Obamacare savings could end the argument

Dramatic savings would spell trouble for the law's implacable opponents

Published September 26, 2013 8:39PM (EDT)

  (AP/J. Scott Applewhite)
(AP/J. Scott Applewhite)

This article originally appeared on Alternet.

AlterNet

There are many reasons why signing up for Obamacare is a smart choice, but the biggest one is the last thing its Republican critics want to broadcast: the out-of-pocket monthly cost.

On Wednesday, the White House published the most detailed analysis yet of the cost of Obamacare coverage. The policies will cost anywhere from one-quarter to one-third less than what’s now available on the private insurance market. But that’s not what upwards of 25 millionhouseholds will end up paying each month. It’s far less. Depending on their income, the cost could drop by another one-third to two-thirds because Obamacare has tax credits—federal subsidies—for household earning up to 400 percent of the federal poverty line that are directly paid to insurers each month.
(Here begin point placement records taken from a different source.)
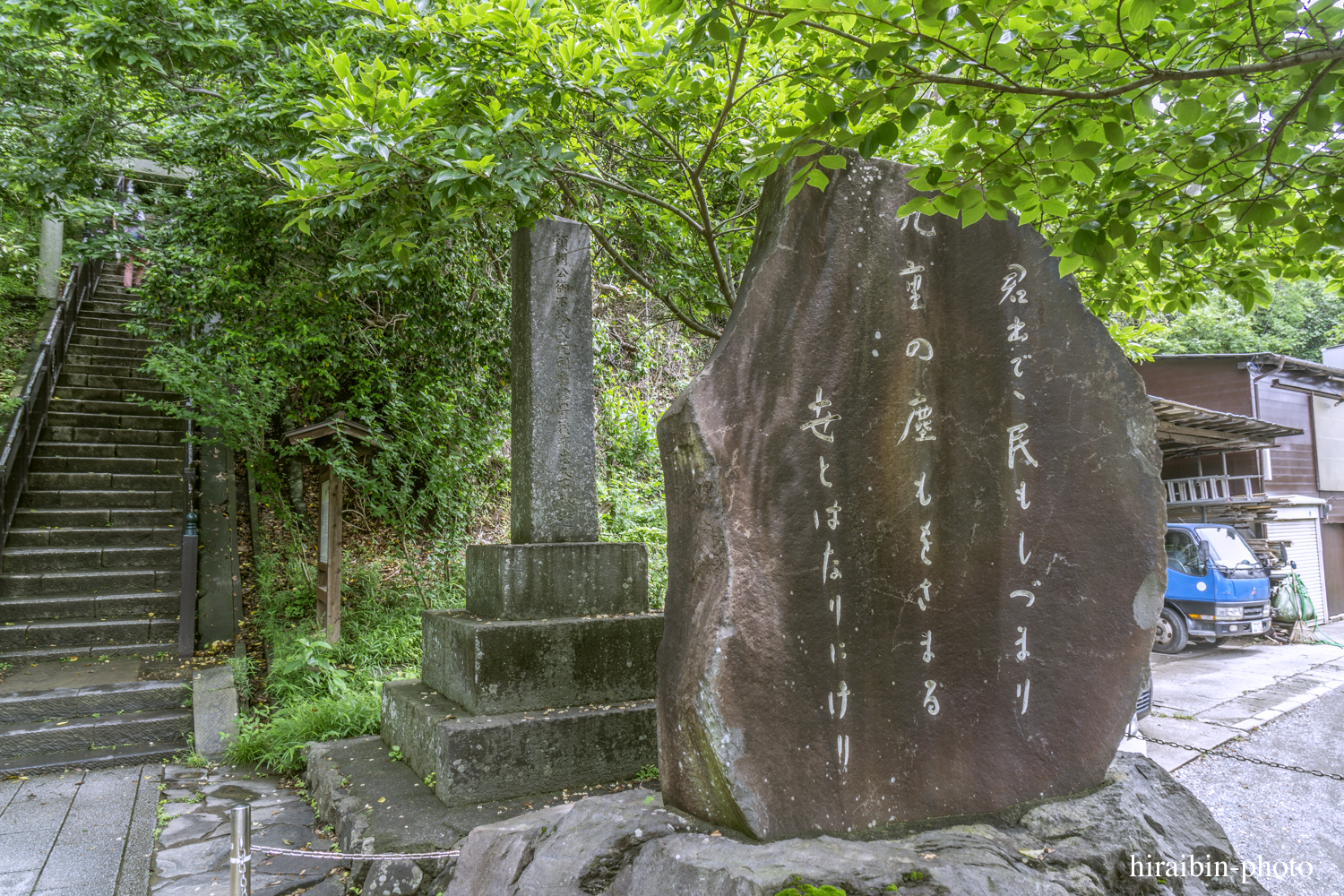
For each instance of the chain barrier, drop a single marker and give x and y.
(1250, 759)
(241, 852)
(358, 857)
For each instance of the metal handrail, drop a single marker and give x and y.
(39, 373)
(190, 541)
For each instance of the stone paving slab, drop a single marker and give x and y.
(191, 853)
(1210, 697)
(83, 833)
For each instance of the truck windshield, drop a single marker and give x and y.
(1226, 548)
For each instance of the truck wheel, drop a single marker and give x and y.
(1171, 635)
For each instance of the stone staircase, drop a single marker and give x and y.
(90, 567)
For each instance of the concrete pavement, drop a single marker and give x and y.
(1282, 818)
(1206, 697)
(78, 834)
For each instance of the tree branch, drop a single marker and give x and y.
(632, 191)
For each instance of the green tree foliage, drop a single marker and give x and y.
(1160, 151)
(247, 317)
(1301, 320)
(1163, 148)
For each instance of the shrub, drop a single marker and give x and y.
(274, 740)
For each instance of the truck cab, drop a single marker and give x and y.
(1217, 587)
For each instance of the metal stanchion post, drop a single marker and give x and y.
(239, 850)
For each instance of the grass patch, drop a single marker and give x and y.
(274, 737)
(316, 691)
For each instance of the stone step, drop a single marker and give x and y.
(478, 759)
(90, 338)
(101, 536)
(120, 376)
(116, 319)
(89, 517)
(86, 632)
(113, 465)
(30, 584)
(88, 394)
(145, 419)
(101, 498)
(112, 435)
(70, 606)
(109, 354)
(104, 306)
(112, 481)
(115, 408)
(99, 758)
(105, 700)
(160, 649)
(150, 727)
(491, 665)
(69, 557)
(107, 450)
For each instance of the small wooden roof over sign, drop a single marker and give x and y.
(323, 435)
(1185, 430)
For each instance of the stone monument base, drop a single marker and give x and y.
(510, 665)
(481, 758)
(1107, 842)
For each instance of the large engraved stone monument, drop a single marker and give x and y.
(546, 678)
(914, 527)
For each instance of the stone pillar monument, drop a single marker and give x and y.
(48, 258)
(546, 678)
(914, 527)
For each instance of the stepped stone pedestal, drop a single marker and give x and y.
(545, 681)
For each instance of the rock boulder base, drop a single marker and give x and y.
(629, 845)
(914, 527)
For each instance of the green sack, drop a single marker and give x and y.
(1292, 602)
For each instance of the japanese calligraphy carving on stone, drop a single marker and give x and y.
(906, 583)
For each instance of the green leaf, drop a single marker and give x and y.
(1188, 110)
(1069, 263)
(1309, 242)
(1142, 13)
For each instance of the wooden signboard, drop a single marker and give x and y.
(328, 556)
(330, 516)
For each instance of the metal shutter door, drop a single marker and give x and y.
(1306, 551)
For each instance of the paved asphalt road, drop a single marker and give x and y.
(1282, 815)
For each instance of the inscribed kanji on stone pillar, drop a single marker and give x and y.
(914, 527)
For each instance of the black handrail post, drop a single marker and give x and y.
(190, 538)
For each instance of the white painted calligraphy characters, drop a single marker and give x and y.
(1024, 694)
(1019, 450)
(914, 284)
(1016, 273)
(919, 418)
(820, 425)
(930, 702)
(838, 700)
(924, 598)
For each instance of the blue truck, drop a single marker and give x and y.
(1217, 589)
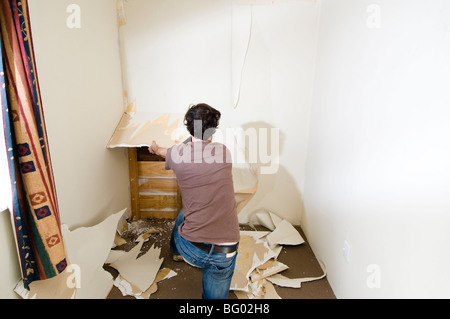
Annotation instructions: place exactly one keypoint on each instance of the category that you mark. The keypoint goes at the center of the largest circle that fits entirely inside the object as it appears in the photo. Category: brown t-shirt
(204, 174)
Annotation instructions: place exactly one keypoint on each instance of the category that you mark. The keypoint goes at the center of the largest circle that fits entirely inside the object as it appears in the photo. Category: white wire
(245, 57)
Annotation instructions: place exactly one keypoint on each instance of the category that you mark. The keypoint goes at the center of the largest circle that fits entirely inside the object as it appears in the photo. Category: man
(206, 231)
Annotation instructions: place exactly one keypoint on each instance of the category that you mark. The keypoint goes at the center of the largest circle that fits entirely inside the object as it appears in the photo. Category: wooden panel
(167, 185)
(159, 214)
(154, 169)
(158, 202)
(134, 185)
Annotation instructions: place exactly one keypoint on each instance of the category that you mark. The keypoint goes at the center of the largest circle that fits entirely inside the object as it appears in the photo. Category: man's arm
(155, 149)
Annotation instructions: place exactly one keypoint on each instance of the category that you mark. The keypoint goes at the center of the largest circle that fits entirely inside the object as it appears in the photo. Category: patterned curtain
(35, 207)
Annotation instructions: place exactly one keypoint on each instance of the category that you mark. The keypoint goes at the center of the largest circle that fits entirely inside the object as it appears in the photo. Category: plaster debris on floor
(133, 249)
(257, 268)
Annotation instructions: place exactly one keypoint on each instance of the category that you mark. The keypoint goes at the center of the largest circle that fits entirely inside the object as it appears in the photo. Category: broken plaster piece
(128, 289)
(88, 248)
(285, 234)
(268, 269)
(140, 129)
(141, 271)
(251, 254)
(268, 220)
(283, 281)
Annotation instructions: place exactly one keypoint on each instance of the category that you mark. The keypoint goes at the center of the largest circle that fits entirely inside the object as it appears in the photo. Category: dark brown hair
(202, 120)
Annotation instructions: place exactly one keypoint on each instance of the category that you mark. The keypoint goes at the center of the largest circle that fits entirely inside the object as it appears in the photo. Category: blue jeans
(217, 268)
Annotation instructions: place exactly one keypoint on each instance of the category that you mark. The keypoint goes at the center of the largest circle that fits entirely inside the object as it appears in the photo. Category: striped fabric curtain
(35, 207)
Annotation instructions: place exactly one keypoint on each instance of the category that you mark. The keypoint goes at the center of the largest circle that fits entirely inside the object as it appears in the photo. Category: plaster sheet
(88, 248)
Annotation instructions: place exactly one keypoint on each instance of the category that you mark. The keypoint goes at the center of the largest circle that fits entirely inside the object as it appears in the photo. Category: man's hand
(155, 149)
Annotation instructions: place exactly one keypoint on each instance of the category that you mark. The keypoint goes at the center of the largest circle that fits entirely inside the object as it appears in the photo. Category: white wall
(378, 171)
(80, 79)
(178, 53)
(276, 92)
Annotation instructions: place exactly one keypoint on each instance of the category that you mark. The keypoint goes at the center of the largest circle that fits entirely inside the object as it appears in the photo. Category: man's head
(202, 120)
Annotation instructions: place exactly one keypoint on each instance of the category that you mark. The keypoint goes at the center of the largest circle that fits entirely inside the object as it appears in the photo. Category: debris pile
(257, 267)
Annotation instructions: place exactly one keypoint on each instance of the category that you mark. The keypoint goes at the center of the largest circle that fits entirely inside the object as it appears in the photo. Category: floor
(187, 284)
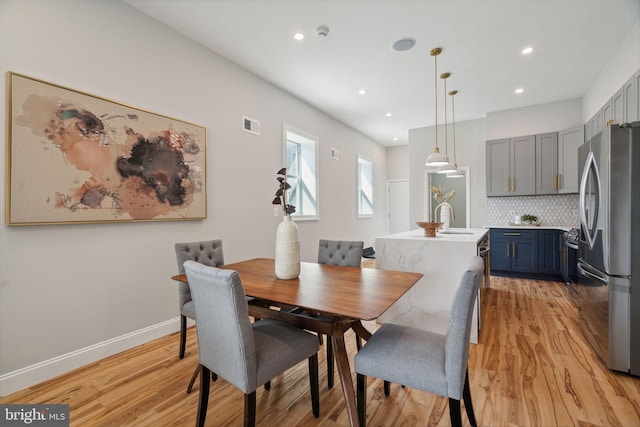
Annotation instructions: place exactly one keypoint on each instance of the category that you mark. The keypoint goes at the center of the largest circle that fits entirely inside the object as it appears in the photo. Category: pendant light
(457, 172)
(436, 158)
(449, 167)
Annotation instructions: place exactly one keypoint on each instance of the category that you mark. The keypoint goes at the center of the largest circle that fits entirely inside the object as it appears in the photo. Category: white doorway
(398, 206)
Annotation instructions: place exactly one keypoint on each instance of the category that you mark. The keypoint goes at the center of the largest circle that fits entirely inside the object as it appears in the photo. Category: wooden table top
(358, 293)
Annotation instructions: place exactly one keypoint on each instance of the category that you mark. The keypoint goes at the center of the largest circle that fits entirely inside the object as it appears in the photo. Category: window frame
(359, 191)
(308, 139)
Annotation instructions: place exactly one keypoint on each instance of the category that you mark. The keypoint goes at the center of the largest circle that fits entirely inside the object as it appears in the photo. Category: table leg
(344, 372)
(360, 330)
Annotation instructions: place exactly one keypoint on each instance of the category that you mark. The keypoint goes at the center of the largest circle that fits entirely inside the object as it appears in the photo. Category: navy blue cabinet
(527, 253)
(514, 251)
(549, 251)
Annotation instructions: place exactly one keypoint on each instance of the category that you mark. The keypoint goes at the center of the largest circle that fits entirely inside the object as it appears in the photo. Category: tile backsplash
(561, 210)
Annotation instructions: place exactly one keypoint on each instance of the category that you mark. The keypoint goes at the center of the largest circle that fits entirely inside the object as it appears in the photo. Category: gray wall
(65, 289)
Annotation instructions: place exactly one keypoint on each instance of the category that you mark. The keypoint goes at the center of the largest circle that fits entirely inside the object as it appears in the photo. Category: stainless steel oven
(484, 251)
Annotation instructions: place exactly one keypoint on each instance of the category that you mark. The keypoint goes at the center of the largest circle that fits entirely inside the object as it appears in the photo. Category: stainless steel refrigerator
(607, 292)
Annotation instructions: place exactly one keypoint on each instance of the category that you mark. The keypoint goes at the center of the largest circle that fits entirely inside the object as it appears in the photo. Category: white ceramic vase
(287, 249)
(445, 216)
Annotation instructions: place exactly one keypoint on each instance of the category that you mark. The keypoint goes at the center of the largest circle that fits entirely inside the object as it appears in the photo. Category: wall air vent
(250, 125)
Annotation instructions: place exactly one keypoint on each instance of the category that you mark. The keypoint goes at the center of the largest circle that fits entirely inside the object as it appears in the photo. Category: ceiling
(481, 43)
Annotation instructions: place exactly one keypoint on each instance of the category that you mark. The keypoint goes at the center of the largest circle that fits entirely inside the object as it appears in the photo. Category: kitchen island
(442, 260)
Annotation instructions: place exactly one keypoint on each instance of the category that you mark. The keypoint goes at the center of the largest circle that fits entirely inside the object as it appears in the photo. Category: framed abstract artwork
(75, 158)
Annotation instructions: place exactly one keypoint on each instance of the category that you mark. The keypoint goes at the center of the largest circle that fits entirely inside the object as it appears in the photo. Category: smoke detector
(322, 32)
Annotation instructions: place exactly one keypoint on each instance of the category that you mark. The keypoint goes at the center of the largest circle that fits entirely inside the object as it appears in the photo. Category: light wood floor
(531, 368)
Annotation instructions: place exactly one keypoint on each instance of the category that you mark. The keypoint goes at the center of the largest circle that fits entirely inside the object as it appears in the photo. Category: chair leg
(454, 412)
(313, 383)
(193, 379)
(214, 377)
(361, 396)
(183, 335)
(329, 362)
(250, 409)
(466, 396)
(203, 400)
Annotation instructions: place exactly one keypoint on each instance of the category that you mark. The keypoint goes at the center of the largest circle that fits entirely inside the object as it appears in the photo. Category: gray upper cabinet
(511, 166)
(498, 178)
(617, 108)
(630, 99)
(568, 142)
(557, 161)
(547, 163)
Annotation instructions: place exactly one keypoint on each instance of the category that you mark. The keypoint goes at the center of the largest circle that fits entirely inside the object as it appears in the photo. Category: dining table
(327, 299)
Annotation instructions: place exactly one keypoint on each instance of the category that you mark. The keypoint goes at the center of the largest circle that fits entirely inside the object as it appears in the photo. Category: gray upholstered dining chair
(243, 353)
(207, 252)
(345, 253)
(425, 360)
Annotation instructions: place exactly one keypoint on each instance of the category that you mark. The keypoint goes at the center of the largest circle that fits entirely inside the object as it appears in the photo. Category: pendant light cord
(453, 119)
(435, 79)
(446, 132)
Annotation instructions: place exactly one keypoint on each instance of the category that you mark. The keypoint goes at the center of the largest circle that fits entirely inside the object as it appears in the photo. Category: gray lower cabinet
(511, 166)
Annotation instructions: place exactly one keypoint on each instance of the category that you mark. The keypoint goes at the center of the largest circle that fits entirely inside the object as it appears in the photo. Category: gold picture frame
(78, 158)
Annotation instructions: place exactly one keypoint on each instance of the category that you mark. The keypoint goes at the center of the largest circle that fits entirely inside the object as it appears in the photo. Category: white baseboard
(47, 369)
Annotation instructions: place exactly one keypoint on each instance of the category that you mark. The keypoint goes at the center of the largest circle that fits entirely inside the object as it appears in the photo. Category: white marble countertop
(533, 227)
(451, 235)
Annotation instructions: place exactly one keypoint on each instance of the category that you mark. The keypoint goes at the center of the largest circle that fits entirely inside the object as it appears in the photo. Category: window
(302, 172)
(365, 187)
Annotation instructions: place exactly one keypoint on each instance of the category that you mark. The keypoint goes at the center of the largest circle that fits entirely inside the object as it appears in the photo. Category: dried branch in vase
(281, 194)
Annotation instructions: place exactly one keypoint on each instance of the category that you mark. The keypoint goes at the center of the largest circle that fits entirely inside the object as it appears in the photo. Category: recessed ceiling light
(403, 44)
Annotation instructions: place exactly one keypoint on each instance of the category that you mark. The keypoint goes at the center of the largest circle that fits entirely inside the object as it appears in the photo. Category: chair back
(208, 252)
(459, 328)
(340, 252)
(226, 343)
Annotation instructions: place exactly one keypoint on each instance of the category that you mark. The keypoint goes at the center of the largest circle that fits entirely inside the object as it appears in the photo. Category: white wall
(398, 162)
(624, 62)
(470, 138)
(65, 288)
(536, 119)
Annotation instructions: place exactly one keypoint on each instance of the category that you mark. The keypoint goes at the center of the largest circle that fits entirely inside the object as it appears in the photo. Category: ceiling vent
(403, 44)
(250, 125)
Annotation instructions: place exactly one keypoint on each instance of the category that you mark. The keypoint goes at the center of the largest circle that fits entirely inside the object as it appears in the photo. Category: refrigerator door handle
(590, 230)
(597, 277)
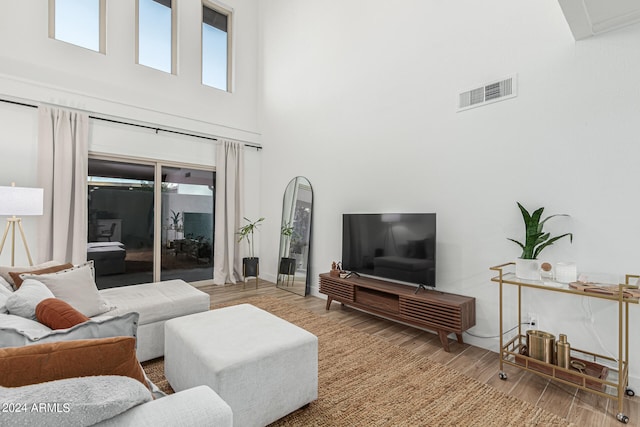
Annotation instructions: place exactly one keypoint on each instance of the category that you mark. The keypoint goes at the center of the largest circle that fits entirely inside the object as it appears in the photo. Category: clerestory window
(156, 46)
(79, 22)
(216, 43)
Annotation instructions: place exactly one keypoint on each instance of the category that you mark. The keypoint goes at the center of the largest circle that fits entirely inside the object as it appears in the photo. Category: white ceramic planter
(528, 269)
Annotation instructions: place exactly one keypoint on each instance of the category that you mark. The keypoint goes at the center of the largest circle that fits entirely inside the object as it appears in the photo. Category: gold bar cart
(613, 384)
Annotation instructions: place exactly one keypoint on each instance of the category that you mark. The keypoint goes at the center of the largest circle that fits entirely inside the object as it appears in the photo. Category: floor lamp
(19, 201)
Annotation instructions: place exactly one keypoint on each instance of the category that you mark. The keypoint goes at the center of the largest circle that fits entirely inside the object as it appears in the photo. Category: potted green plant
(527, 265)
(250, 264)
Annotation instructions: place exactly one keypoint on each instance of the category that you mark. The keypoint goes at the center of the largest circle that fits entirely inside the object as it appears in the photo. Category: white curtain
(227, 264)
(62, 171)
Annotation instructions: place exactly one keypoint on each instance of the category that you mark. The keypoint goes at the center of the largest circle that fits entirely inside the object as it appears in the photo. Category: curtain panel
(227, 264)
(63, 141)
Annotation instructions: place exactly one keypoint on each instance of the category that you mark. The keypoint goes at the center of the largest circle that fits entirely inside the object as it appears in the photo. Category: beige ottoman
(263, 367)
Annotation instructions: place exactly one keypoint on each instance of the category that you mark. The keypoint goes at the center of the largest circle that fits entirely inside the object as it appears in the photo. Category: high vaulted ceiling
(589, 18)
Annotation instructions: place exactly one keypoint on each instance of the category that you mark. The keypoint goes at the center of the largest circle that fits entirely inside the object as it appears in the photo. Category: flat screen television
(396, 246)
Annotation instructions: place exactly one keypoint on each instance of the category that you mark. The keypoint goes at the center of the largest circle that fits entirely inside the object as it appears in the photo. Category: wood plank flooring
(583, 408)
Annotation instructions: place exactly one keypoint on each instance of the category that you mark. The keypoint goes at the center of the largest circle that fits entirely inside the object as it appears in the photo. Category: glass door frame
(157, 202)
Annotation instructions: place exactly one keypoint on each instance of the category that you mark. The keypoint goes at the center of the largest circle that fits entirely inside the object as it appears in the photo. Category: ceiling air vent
(487, 94)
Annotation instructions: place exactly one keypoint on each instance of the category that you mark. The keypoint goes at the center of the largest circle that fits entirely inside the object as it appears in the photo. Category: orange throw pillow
(34, 364)
(58, 314)
(17, 281)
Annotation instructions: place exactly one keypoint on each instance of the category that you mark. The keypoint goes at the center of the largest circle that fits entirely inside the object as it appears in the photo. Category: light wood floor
(582, 408)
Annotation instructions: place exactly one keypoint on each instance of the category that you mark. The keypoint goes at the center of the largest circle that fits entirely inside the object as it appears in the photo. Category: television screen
(397, 246)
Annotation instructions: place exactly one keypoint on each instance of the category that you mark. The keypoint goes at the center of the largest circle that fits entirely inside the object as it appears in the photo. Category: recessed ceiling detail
(588, 18)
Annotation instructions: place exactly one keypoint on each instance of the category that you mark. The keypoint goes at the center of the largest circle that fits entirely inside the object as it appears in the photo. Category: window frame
(229, 13)
(174, 38)
(102, 27)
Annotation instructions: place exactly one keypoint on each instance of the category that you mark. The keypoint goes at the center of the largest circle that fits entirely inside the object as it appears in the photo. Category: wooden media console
(430, 309)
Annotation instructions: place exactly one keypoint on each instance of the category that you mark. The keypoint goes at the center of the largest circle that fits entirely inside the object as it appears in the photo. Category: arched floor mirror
(295, 237)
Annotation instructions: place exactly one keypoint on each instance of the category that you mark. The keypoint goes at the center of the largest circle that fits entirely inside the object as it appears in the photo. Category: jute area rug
(365, 381)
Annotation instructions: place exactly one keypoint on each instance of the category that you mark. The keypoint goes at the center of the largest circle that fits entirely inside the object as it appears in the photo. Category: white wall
(360, 97)
(35, 69)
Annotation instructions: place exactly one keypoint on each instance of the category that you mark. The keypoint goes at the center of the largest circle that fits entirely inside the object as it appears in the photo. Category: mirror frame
(288, 204)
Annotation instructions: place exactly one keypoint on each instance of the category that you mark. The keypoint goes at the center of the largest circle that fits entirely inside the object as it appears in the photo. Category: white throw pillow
(17, 332)
(77, 287)
(23, 302)
(4, 270)
(4, 294)
(5, 285)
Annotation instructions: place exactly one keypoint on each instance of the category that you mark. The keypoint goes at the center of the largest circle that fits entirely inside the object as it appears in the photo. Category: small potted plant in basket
(527, 265)
(250, 264)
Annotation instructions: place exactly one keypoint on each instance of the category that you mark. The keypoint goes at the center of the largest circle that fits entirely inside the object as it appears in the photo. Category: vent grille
(487, 94)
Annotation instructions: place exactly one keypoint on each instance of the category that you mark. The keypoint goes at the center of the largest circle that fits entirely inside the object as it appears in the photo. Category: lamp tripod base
(11, 224)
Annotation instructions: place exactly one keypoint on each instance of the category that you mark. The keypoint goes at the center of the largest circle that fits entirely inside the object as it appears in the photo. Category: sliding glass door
(187, 224)
(149, 222)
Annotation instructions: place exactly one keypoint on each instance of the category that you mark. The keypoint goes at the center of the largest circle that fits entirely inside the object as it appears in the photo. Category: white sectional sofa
(156, 303)
(136, 310)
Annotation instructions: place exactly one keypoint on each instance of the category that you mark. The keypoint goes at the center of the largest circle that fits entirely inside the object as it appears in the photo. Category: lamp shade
(21, 201)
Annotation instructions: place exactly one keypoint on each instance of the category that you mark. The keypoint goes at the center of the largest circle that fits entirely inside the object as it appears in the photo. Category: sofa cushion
(4, 294)
(4, 270)
(23, 302)
(17, 280)
(157, 301)
(76, 401)
(75, 286)
(39, 363)
(58, 314)
(10, 323)
(16, 331)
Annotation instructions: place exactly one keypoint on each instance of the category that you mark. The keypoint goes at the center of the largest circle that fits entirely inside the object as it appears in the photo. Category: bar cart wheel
(622, 418)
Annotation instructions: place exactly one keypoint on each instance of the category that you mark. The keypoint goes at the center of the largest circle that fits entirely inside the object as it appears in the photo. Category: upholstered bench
(263, 367)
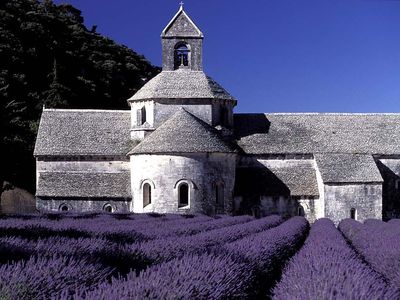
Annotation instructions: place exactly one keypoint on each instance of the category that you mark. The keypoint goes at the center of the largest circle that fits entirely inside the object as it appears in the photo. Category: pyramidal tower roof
(182, 76)
(181, 25)
(183, 133)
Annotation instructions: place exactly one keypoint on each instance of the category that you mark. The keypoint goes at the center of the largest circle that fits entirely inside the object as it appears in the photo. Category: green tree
(49, 58)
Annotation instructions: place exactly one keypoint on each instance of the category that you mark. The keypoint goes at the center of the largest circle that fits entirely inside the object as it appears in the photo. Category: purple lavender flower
(327, 268)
The subsidies and related administration will cost $19 billion in 2014, the Congressional Budget Office has estimated. About 25.7 million people could be eligible for the income-based discounts, a Families USA study found, which will lower actual coverage costs by many thousands of dollars per policy-holder.

Consider the following two examples from the Health Insurance Marketplace Premiums for 2014 issue brief released Wednesday by the White House and the U.S. Department of Health and Human Services. In 36 mostly red states, HHS will be enrolling people via online applications at healthcare.gov because local Republicans have refused to set up state-run exchanges. For these states and their largest cities, HHS listed premiums and subsidies called a tax credit. The credits go directly to insurers monthly; they are not refunded in a lump sum after filing one’s yearly taxes.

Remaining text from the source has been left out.